Aus dem „Ferien-Journal“ Nr. 9, vom 18. Juni 1955, Asconeser-Künstler, Arturo Fornaro, von Pamela: „Gar mancher hat ihn gesehen, einsam über die Piazza oder durch die Gassen wandelnd, meist in schwarz gekleidet, ohne Kopfbedeckung, das seidig glänzende, schwarze Haar in sanften Wellen sich um den schmal geformten Kopf schmiegend, aus dem zwei dunkle Augen glühen als ob sie über dieses Erdenleben hinaus in geistige Sphären schauten.
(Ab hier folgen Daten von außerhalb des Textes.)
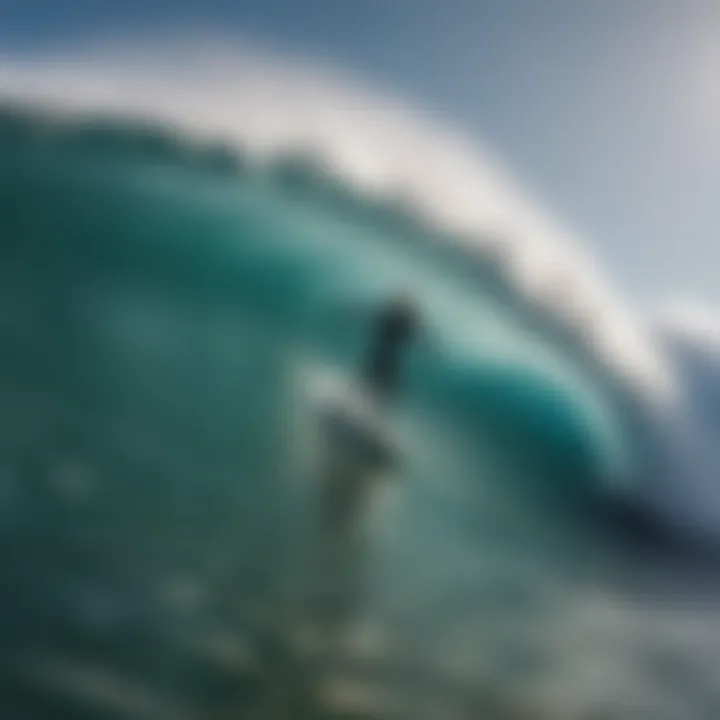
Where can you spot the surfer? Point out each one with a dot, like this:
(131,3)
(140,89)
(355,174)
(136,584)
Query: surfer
(396,325)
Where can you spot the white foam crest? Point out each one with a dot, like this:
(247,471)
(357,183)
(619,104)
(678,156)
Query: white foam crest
(266,102)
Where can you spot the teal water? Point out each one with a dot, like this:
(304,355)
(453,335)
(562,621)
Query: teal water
(162,305)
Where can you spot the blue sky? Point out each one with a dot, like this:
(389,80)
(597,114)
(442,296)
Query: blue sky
(609,110)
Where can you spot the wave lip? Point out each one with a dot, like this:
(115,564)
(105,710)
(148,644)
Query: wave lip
(266,103)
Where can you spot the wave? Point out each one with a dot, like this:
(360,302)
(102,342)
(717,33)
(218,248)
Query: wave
(309,190)
(181,233)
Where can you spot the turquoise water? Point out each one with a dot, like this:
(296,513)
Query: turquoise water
(162,306)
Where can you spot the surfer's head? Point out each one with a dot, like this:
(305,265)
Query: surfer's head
(400,317)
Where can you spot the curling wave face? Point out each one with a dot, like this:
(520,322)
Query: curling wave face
(174,247)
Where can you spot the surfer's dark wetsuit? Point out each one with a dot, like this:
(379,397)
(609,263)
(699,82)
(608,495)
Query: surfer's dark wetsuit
(395,327)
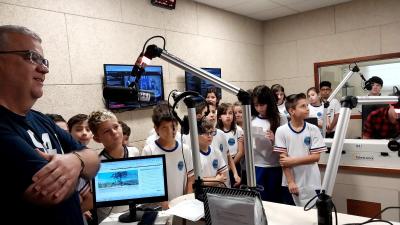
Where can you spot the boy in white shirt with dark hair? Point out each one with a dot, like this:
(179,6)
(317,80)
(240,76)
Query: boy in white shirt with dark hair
(299,144)
(180,176)
(213,167)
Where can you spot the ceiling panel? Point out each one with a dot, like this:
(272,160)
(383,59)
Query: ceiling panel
(248,8)
(269,9)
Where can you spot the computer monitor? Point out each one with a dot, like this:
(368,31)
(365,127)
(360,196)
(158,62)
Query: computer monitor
(130,181)
(120,75)
(199,85)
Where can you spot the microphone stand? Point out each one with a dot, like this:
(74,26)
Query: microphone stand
(333,94)
(243,96)
(324,202)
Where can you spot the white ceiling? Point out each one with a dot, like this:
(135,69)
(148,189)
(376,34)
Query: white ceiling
(269,9)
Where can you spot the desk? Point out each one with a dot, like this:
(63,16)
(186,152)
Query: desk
(277,214)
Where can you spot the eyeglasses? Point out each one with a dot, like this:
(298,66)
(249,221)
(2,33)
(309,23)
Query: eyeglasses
(325,89)
(33,56)
(211,133)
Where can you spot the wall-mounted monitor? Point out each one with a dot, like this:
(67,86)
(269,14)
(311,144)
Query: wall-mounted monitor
(119,75)
(199,85)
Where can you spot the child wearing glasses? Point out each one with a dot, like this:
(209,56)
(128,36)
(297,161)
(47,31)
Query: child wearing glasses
(213,167)
(178,156)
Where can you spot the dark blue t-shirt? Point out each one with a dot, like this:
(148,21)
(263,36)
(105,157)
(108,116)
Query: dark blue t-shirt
(19,137)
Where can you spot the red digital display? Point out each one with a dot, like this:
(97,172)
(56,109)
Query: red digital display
(168,4)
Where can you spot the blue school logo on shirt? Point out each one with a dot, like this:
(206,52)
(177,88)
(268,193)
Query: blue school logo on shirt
(180,165)
(231,141)
(215,163)
(307,141)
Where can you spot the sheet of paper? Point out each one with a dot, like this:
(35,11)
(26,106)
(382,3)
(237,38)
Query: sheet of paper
(191,209)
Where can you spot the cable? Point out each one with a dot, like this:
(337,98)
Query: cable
(334,207)
(374,220)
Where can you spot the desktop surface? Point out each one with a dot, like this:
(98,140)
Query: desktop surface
(277,214)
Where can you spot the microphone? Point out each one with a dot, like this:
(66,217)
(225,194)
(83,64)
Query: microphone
(175,94)
(367,83)
(144,59)
(123,94)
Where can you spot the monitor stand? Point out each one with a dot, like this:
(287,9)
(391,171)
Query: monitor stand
(132,216)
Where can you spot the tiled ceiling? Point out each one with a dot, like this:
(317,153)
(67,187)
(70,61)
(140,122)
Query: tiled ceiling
(269,9)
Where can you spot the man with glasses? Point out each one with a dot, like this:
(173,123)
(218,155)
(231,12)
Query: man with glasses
(42,162)
(325,89)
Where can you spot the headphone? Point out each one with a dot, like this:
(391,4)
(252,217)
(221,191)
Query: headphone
(184,122)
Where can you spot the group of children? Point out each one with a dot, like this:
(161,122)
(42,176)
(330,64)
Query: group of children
(285,153)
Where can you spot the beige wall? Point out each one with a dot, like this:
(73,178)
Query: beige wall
(80,36)
(357,28)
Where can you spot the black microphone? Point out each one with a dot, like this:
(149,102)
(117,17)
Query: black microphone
(123,94)
(144,59)
(367,83)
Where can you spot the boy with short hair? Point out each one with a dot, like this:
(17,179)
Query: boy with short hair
(299,144)
(180,176)
(78,127)
(213,167)
(218,140)
(59,120)
(106,130)
(325,89)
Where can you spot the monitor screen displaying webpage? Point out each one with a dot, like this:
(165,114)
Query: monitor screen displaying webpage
(131,181)
(119,75)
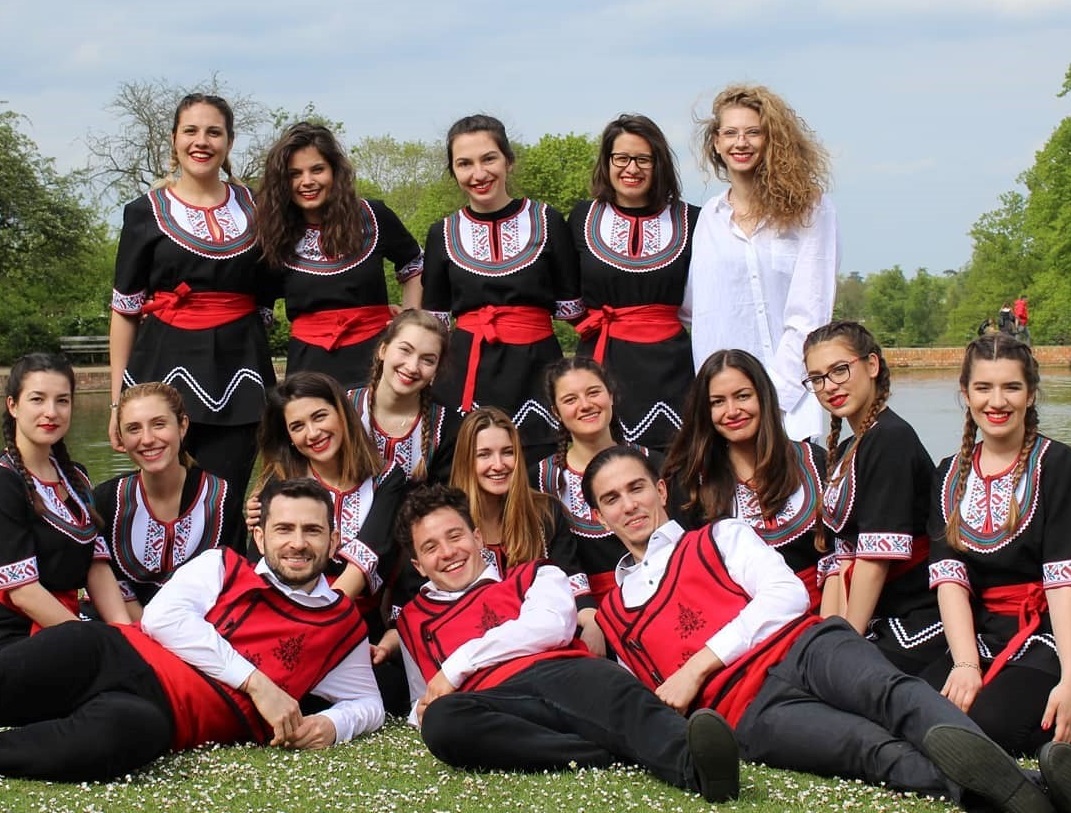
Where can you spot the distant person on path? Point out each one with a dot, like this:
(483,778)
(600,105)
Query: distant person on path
(500,682)
(765,255)
(1022,317)
(225,653)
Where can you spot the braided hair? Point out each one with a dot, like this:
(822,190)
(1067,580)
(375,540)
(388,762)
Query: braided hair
(427,321)
(993,347)
(43,362)
(861,342)
(554,373)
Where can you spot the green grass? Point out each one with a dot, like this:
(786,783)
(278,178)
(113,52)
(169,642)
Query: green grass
(392,771)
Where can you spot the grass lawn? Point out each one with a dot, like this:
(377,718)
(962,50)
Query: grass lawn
(392,770)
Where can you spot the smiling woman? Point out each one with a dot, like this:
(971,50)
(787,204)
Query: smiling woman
(503,268)
(186,292)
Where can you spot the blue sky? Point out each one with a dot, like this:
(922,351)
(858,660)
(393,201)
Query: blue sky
(930,110)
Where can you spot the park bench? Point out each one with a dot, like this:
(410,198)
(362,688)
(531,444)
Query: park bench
(86,349)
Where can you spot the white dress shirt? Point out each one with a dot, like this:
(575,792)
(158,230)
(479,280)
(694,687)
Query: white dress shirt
(175,618)
(764,294)
(777,593)
(547,620)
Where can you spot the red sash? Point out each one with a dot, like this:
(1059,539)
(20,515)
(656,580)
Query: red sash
(642,324)
(810,578)
(341,327)
(68,598)
(920,554)
(190,310)
(511,325)
(1028,602)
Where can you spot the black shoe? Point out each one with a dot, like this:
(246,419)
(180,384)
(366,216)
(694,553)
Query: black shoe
(714,755)
(1055,762)
(978,764)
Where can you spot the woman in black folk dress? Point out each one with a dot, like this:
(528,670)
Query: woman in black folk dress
(50,543)
(396,409)
(635,243)
(733,457)
(169,510)
(327,246)
(876,502)
(184,309)
(504,268)
(1000,559)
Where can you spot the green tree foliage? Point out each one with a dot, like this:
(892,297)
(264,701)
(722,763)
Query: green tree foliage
(557,169)
(55,256)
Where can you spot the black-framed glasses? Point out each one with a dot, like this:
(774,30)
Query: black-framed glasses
(836,374)
(621,160)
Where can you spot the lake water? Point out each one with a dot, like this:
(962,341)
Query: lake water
(929,400)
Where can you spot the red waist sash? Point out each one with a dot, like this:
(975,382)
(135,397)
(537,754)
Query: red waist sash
(642,324)
(511,325)
(190,310)
(1028,602)
(341,327)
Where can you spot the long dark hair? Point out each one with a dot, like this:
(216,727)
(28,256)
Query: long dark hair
(665,180)
(43,362)
(281,224)
(993,347)
(699,455)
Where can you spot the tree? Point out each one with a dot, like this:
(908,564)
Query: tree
(125,163)
(886,304)
(56,259)
(850,297)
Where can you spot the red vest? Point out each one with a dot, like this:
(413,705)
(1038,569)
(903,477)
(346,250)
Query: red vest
(433,630)
(293,645)
(695,599)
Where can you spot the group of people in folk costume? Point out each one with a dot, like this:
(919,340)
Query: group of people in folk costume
(456,524)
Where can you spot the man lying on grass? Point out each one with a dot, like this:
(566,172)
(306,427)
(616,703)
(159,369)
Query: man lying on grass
(500,681)
(715,619)
(224,655)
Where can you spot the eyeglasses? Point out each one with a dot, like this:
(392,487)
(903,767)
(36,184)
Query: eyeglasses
(621,160)
(730,134)
(839,374)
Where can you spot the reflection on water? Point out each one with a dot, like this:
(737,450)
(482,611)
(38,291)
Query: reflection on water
(929,400)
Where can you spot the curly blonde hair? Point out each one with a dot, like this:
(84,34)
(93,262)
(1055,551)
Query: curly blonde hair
(795,169)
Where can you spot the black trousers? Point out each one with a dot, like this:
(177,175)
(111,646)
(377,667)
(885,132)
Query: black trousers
(85,705)
(836,707)
(560,713)
(1009,708)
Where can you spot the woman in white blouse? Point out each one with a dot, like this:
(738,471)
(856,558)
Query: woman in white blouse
(765,253)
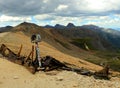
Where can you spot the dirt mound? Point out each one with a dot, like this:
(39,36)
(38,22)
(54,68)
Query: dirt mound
(16,76)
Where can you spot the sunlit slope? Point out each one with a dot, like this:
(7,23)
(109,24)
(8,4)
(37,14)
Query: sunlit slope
(14,40)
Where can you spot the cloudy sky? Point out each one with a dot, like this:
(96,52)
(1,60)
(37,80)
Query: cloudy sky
(104,13)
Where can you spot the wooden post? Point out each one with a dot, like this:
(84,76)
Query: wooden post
(20,50)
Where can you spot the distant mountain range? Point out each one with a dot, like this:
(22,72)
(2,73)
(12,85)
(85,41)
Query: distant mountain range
(92,36)
(106,37)
(5,29)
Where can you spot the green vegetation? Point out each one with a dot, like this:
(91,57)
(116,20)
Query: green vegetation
(63,44)
(112,58)
(83,42)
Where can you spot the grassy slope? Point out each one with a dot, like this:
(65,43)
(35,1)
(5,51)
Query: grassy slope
(14,40)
Er kennt niemand, an niemand richtet er das Wort, er lebt still zurückgezogen, niemand weiss wo, eingesponnen in seine Arbeit,  - die Poesi. An seiner Wohnungstüre hängt Schild „Non buccare nicht klopfen“, er macht Nacht zum Tage. Schreiben, denken, dichten, - darüber werden die alltäglichen Bedürfnisse des Lebens völlig vergessen. In den Abruzzen, im gleichen Hause wie Gabriele d’Annunzio geboren, fliesst spanisches und griechisches Blut in seinen Adern. Seit sieben Jahren lebt er im Tessin, der Zufall hat ihn hergeführt und wie so viele andere hält ihn die Landschaft des Lago Maggiore in Bann und vermittelt ihm immer wieder neue Inspirationen.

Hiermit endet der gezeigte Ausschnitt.